I was reading Vicki Lane's blog, and she talked about Banned Books Week. So, I decided to check it out and get more info. It really amazes me how some people think they should be allowed to tell everyone else what they can and cannot read.
Searching the internet, I found the American Library Association's list of the top ten books challenged in 2007. (According to the website, a challenge is a formal, written complaint filed with a library or school asking that the book be removed.)

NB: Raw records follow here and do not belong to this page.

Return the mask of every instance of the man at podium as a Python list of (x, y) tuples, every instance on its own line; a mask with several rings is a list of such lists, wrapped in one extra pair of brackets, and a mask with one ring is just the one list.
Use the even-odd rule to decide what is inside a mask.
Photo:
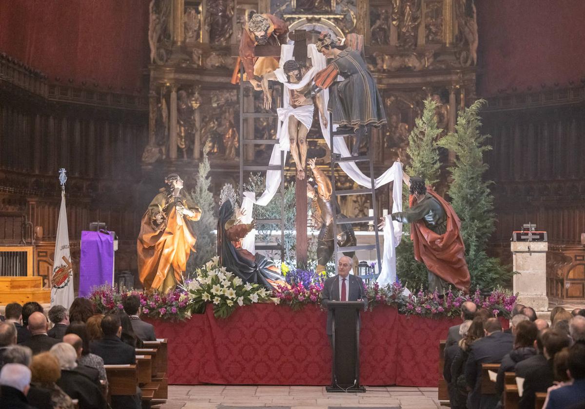
[[(362, 301), (364, 309), (367, 307), (367, 297), (362, 279), (349, 272), (353, 268), (353, 261), (347, 256), (339, 258), (337, 275), (327, 279), (323, 285), (321, 304), (325, 308), (336, 301)], [(333, 310), (327, 311), (327, 335), (331, 341), (333, 335)]]

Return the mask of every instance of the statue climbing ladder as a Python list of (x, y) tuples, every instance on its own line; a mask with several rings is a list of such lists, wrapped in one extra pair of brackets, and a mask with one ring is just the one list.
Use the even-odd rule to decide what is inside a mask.
[[(359, 251), (360, 250), (376, 250), (376, 259), (377, 261), (377, 267), (378, 267), (378, 274), (381, 272), (382, 264), (381, 259), (380, 258), (380, 234), (379, 231), (378, 230), (378, 222), (377, 218), (378, 217), (378, 209), (377, 204), (376, 202), (376, 186), (375, 186), (375, 178), (374, 177), (374, 161), (373, 160), (373, 150), (372, 144), (373, 141), (370, 137), (370, 130), (368, 128), (367, 131), (364, 134), (364, 137), (367, 140), (368, 143), (368, 154), (367, 155), (363, 156), (348, 156), (346, 157), (341, 157), (340, 154), (334, 153), (333, 147), (333, 140), (335, 138), (343, 138), (345, 136), (348, 136), (350, 135), (353, 135), (354, 132), (353, 130), (349, 131), (335, 131), (333, 130), (333, 116), (329, 114), (329, 141), (331, 150), (331, 188), (332, 188), (332, 195), (337, 200), (338, 197), (340, 196), (352, 196), (357, 195), (369, 195), (371, 196), (371, 203), (372, 208), (374, 210), (374, 216), (366, 216), (364, 217), (347, 217), (343, 219), (338, 219), (339, 216), (337, 214), (335, 214), (333, 219), (333, 244), (335, 245), (335, 251), (333, 255), (335, 257), (334, 262), (335, 263), (335, 271), (337, 271), (337, 261), (338, 261), (338, 253), (347, 252), (350, 251)], [(362, 188), (359, 189), (353, 189), (345, 190), (338, 190), (335, 189), (335, 167), (340, 163), (344, 162), (367, 162), (370, 167), (370, 180), (371, 182), (371, 186), (368, 188)], [(376, 244), (358, 244), (355, 246), (347, 246), (345, 247), (339, 247), (337, 244), (337, 225), (338, 224), (353, 224), (353, 223), (362, 223), (365, 222), (372, 221), (374, 224), (374, 234), (376, 236)]]

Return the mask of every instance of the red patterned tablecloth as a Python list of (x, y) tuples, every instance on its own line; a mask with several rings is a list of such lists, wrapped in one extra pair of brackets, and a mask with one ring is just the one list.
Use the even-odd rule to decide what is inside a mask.
[[(362, 313), (360, 382), (436, 386), (439, 340), (459, 318), (400, 315), (387, 306)], [(168, 339), (168, 381), (174, 384), (326, 385), (331, 351), (325, 311), (307, 306), (257, 304), (226, 319), (205, 314), (178, 323), (151, 321)]]

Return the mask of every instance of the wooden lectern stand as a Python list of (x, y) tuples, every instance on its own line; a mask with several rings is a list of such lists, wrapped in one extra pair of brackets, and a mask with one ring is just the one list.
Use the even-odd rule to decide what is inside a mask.
[(360, 386), (360, 310), (362, 301), (332, 301), (333, 312), (331, 385), (328, 392), (365, 392)]

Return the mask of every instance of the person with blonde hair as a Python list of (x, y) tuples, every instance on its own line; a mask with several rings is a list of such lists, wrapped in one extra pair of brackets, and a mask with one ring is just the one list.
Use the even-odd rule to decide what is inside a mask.
[(50, 352), (42, 352), (33, 357), (30, 364), (31, 384), (50, 391), (53, 409), (74, 409), (73, 401), (56, 382), (61, 377), (59, 362)]

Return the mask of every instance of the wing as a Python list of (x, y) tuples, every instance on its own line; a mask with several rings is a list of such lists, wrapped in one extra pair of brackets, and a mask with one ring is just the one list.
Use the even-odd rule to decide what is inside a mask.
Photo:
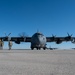
[(20, 42), (31, 42), (31, 37), (0, 37), (0, 39), (3, 41), (13, 41), (17, 44)]
[(47, 42), (56, 42), (56, 44), (60, 44), (64, 41), (71, 41), (72, 43), (75, 43), (75, 37), (46, 37)]

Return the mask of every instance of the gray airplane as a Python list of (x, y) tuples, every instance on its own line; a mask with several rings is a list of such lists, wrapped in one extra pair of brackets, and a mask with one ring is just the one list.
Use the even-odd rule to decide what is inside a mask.
[[(11, 33), (9, 33), (11, 34)], [(31, 49), (33, 50), (34, 48), (41, 49), (43, 48), (44, 50), (46, 49), (46, 43), (47, 42), (56, 42), (56, 44), (60, 44), (63, 41), (71, 41), (72, 43), (75, 43), (75, 37), (72, 37), (72, 35), (66, 36), (66, 37), (45, 37), (42, 33), (36, 32), (35, 34), (32, 35), (32, 37), (28, 36), (21, 36), (21, 37), (0, 37), (0, 47), (3, 46), (3, 41), (8, 41), (8, 46), (9, 49), (12, 47), (12, 42), (15, 42), (16, 44), (20, 44), (21, 42), (30, 42), (31, 43)]]

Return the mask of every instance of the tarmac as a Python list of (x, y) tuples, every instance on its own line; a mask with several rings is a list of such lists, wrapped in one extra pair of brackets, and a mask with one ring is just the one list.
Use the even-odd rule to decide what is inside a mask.
[(0, 75), (75, 75), (75, 50), (0, 50)]

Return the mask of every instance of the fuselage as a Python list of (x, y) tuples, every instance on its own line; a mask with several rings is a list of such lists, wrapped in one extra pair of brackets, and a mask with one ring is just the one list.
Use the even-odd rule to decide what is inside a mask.
[(46, 37), (42, 33), (35, 33), (31, 38), (31, 49), (46, 48)]

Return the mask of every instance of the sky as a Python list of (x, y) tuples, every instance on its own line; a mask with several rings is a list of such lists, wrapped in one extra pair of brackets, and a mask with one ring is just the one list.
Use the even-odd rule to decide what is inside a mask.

1. And Tango Makes Three by Justin Richardson and Peter Parnell
2. The Chocolate War by Robert Cormier
3. Olive’s Ocean by Kevin Henkes
4. The Golden Compass by Philip Pullman
5. The Adventures of Huckleberry Finn by Mark
6. The Color Purple by Alice Walker
7. TTYL by Lauren Myracle
8. I Know Why the Caged Bird Sings by Maya Angelou
9. It’s Perfectly Normal by Robie Harris
10. The Perks of Being a Wallflower by Stephen Chbosky
Doesn't it seem surprising that in this day and age, Huckleberry Finn still gets challenged? And this is only the top 10 list for that year. More research reveals many more books. Lists from other years as well are available, and it is staggering the books that constantly get challenged. Catcher in the Rye, Of Mice and Men, To Kill a Mockingbird, Blubber. (I was a big Judy Blume fan as a kid, so that one really amazes me. I don't know what I would have done without Blume's books.)
I agree with the notion that it is up to parents to control what their children read, and that they should make an informed decision by reading the books themselves. But they shouldn't try to control what others read. It's called having an open mind. We all need more of that.
And don't forget to read a banned book this week.